Push Toys: this is the age that many parents want their baby to use a push toy. We would caution you not to introduce push toys too early since most are lightweight and require baby to move faster than their motor and balance systems are ready for. Instead, try flipping over a laundry basket and having baby push that along the floor – this provides a stable push surface and also more resistance.
“Roll, Push, Drop”/Turn Taking: Get down on the floor and play! Try rolling a ball or pushing cars back and forth, using SIMPLE descriptors about the ball and activity. What about dropping a ball into bowl/bucket (in/out) or knocking down a block tower? These activities also work on releasing an object well as eye-hand coordination.

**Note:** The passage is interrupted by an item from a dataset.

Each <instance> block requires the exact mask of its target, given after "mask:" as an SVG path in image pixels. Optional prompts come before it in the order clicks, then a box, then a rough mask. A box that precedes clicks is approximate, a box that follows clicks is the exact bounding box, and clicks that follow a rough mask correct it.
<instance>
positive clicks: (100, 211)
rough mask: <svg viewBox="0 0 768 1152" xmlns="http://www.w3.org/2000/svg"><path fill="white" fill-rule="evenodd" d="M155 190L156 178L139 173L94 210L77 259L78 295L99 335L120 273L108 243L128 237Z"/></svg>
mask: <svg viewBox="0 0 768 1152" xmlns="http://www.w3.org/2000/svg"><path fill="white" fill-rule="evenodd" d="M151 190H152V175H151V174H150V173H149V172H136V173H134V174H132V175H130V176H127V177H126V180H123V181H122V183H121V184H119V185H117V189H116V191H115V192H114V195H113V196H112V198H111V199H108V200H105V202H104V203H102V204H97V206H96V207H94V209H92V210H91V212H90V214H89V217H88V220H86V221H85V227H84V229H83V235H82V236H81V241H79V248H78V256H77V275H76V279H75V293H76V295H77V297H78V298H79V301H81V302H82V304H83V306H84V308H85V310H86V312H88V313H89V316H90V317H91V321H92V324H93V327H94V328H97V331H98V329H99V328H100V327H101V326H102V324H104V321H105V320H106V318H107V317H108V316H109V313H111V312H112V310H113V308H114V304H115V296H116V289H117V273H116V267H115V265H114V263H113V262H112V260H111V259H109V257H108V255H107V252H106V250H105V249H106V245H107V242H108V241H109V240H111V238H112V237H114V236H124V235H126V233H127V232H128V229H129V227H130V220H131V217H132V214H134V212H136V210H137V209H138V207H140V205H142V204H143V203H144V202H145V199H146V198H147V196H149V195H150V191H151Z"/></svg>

Repetition: whatever the activity, baby will likely want to repeat it! So, go ahead and read the same page of a book, make the same silly sound, etc. again, and again and again. Babies at this age do things over and over again because that’s the way they figure out how things work and doing things repeatedly builds their self-confidence. Repetition builds self-confidence and strengthens the connections in their brains which equals learning!
Peer Play: And while you are participating in all these fun activities, have peers and siblings join in. It is never too early to join a play group. The richness of interaction, exploration and understanding of their world expands when many “little” people are engaged together. Even before babies are truly playing with one another, they do notice one another and start to build a foundation of sharing, turn-taking, and all the social skills they will need as they grow up. A play group also gives moms and caregivers time to relax and support one another. Mom’s nights out often stem from playgroups! 🙂 And, they make for some great stories and photo ops (for babies and moms alike).